To clarify, treating a stop sign as a yield (Idaho stop) does entail waiting your turn. It just means you don't have to come to a complete stop every time, when there is no other vehicle at the intersection when you arrive.
In Paris, France, there are no STOP signs. They use either YIELD signs or traffic signal lights.
Parisians aren’t renowned for their considerate driving, but it might just be because they don’t have the necessary street signage; Paris has no stop signs on any of its 6,100 streets. Why is this?
Whether its the hectic free-for-all that is the Peripherique or the utter chaos of the Etoile roundabout, driving in Paris is not for the most faint-hearted. Maybe it’s a natural side effect of the passion the city’s inhabitants put into their work, arts, culture and cuisine. But it might also have something to do with the fact there are no signs telling drivers to stop and check for oncoming traffic, an entirely normal sight in any other major city.
The city is perhaps the only major capital in the Western world that doesn’t have a single stop sign. Cars do not come to a full stop at any intersection without traffic lights. That wasn’t always the case.
Until a few years ago it had one, lonely sign at the exit of a construction facility driveway going onto the Quai Saint-Exupery in the 16th arrondissement. But in mysterious circumstances, that was removed some time between 2012 and 2014. The culprit (or hero) remains unclear, as does their motivation.
The explanation? Well, the car on the right always has the priority in Paris. But is a rule like that enough?

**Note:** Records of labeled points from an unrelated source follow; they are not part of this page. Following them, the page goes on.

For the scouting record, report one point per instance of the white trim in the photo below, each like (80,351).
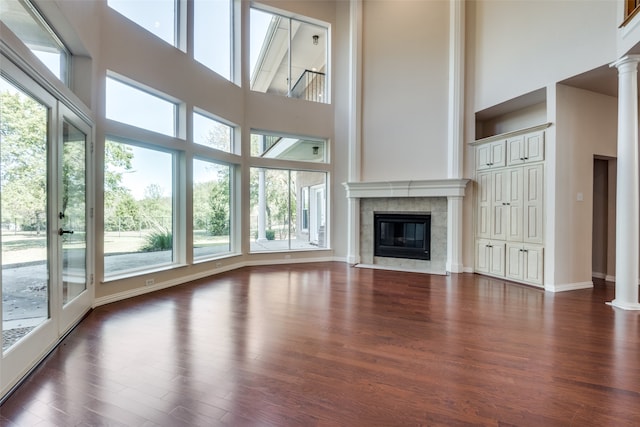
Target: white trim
(568,286)
(510,134)
(419,188)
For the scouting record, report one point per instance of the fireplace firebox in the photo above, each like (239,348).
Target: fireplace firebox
(402,235)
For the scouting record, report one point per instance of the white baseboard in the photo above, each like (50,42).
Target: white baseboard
(568,286)
(189,278)
(408,270)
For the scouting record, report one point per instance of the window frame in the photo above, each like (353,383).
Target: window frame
(177,257)
(301,20)
(233,223)
(146,90)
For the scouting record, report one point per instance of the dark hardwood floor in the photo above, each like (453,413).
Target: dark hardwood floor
(330,344)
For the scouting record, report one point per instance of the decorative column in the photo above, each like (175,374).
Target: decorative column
(627,196)
(355,124)
(454,234)
(456,130)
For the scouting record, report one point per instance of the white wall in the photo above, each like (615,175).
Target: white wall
(521,46)
(586,125)
(405,87)
(108,41)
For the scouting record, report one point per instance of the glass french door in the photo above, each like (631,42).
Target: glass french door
(44,227)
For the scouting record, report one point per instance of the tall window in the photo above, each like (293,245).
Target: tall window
(213,37)
(136,107)
(138,207)
(212,27)
(211,209)
(24,20)
(288,57)
(156,16)
(279,214)
(273,146)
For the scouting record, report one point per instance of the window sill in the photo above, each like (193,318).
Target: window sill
(137,273)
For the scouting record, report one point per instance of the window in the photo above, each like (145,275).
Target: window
(136,107)
(211,209)
(156,16)
(288,57)
(212,40)
(138,207)
(631,9)
(288,148)
(278,216)
(29,26)
(212,133)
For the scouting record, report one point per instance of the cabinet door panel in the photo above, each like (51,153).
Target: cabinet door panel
(534,265)
(497,259)
(515,204)
(482,256)
(533,181)
(499,207)
(515,150)
(498,155)
(483,157)
(534,147)
(484,205)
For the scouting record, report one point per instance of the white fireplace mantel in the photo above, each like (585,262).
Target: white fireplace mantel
(420,188)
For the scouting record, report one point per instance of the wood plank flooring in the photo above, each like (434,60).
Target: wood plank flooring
(330,344)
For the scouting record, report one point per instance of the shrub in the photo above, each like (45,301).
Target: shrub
(158,240)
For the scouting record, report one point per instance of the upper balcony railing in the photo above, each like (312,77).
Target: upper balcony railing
(311,87)
(631,9)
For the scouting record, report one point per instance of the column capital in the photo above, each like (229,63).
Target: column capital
(626,60)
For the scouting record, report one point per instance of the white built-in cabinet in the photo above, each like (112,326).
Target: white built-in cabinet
(509,209)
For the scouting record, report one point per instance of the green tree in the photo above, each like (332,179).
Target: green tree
(218,224)
(121,212)
(23,158)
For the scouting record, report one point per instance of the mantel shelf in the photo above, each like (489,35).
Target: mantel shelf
(419,188)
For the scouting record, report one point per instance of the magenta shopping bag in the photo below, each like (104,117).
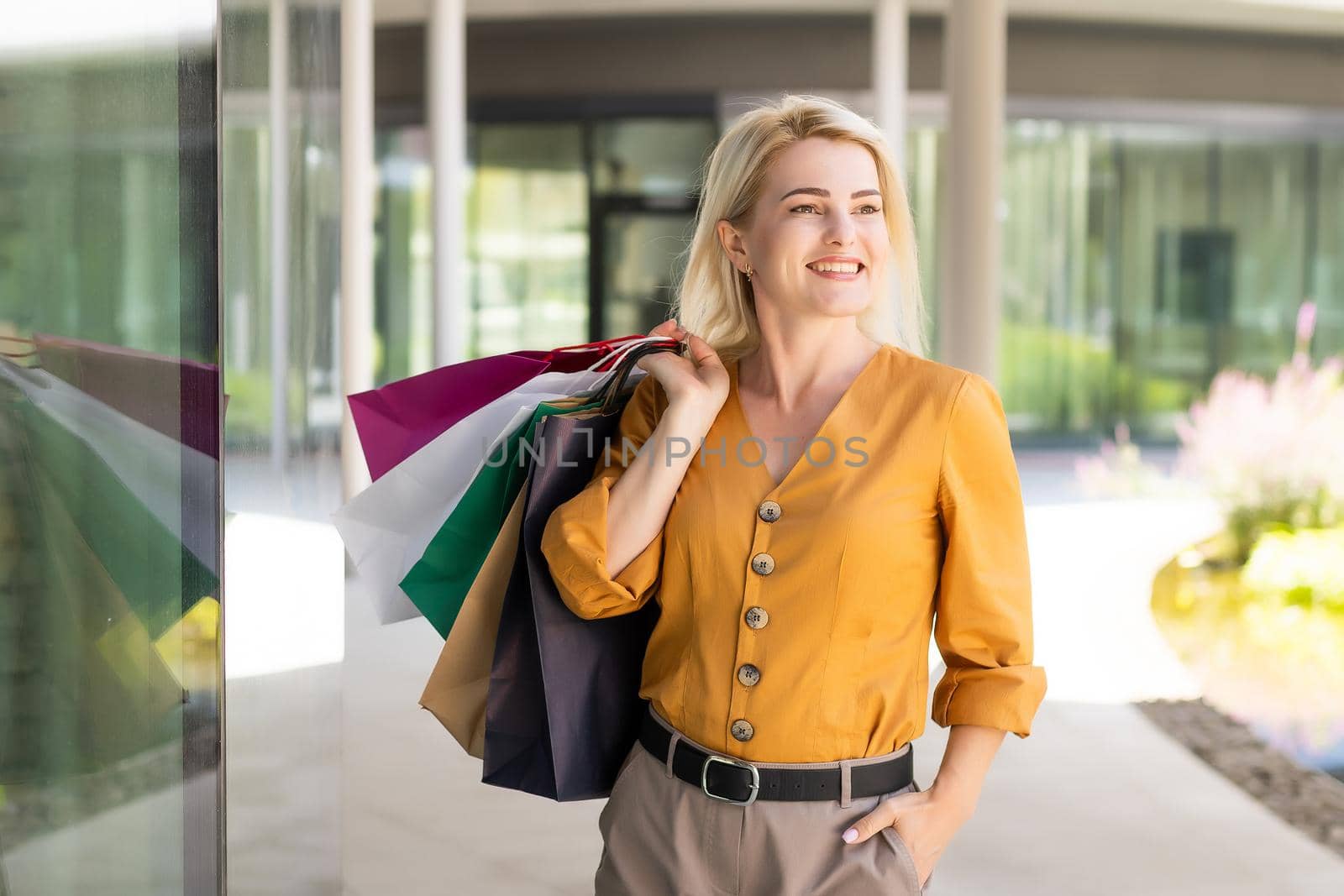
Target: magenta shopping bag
(401,418)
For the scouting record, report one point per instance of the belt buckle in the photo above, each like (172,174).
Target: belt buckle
(730,761)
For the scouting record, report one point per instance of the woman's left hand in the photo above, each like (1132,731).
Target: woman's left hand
(925,821)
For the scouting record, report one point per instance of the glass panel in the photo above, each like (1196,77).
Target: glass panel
(1327,285)
(1261,207)
(286,563)
(649,156)
(528,237)
(109,452)
(403,249)
(644,257)
(1057,360)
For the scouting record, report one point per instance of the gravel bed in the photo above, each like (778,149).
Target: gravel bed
(1307,799)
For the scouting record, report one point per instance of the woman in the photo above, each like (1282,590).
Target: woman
(810,499)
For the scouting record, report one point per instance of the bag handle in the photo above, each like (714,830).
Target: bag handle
(617,382)
(631,344)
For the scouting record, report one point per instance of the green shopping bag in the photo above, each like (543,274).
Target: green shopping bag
(438,582)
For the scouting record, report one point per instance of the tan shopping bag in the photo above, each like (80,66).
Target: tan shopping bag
(456,689)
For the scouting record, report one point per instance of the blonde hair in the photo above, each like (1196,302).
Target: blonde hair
(714,300)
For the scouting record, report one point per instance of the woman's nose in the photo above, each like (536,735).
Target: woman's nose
(840,230)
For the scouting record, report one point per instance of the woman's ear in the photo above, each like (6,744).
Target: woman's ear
(732,246)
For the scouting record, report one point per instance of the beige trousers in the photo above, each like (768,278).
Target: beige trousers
(663,836)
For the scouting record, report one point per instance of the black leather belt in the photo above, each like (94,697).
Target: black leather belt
(739,782)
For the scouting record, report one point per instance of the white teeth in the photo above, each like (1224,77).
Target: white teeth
(839,268)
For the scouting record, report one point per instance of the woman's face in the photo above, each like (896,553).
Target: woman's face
(817,238)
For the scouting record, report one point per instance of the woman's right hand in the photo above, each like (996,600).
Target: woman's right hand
(699,382)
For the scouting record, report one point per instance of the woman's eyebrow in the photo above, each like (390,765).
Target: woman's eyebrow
(826,194)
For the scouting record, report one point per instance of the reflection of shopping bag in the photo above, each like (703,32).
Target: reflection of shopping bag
(564,701)
(87,685)
(161,473)
(389,526)
(172,396)
(398,419)
(123,526)
(456,689)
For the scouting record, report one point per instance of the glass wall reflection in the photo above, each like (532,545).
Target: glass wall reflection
(280,246)
(109,437)
(1140,259)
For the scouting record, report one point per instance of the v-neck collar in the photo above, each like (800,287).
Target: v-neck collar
(745,427)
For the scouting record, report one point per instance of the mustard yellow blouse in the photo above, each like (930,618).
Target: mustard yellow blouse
(796,618)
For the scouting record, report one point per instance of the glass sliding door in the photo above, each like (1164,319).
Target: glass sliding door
(109,450)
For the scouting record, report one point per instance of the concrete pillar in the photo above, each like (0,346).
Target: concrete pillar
(277,103)
(356,233)
(974,36)
(890,67)
(447,113)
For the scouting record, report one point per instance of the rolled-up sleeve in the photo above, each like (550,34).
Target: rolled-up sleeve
(575,539)
(983,610)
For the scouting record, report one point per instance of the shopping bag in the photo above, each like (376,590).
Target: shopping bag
(456,689)
(398,419)
(564,701)
(438,582)
(389,526)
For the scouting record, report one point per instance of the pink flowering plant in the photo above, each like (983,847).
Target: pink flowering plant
(1272,453)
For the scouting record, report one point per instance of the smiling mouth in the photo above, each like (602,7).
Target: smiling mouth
(858,268)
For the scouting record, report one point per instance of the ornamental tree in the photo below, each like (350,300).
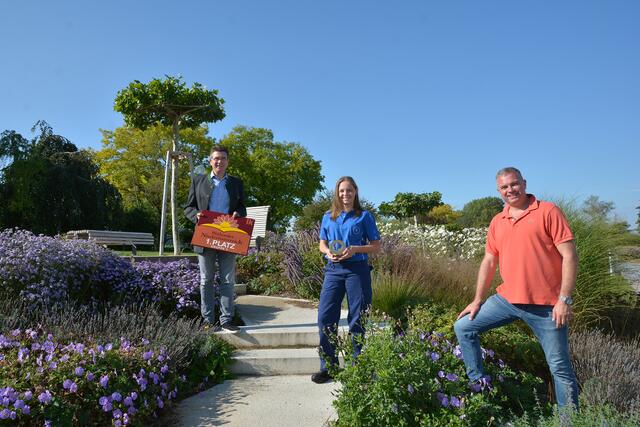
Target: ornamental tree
(283,175)
(171,103)
(407,205)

Does the fact that the only thing stopping collision after collision is a rule of thumb make Paris seem like a more dangerous place to drive? Not according to DEKRA, a German vehicle company which compiled road accident statistics from 2009 to 2012. According to its findings Paris is doing pretty well. Road fatalities are a third of London and a quarter of Rome, comparable cities. Good city planning trumps superior signage, it seems.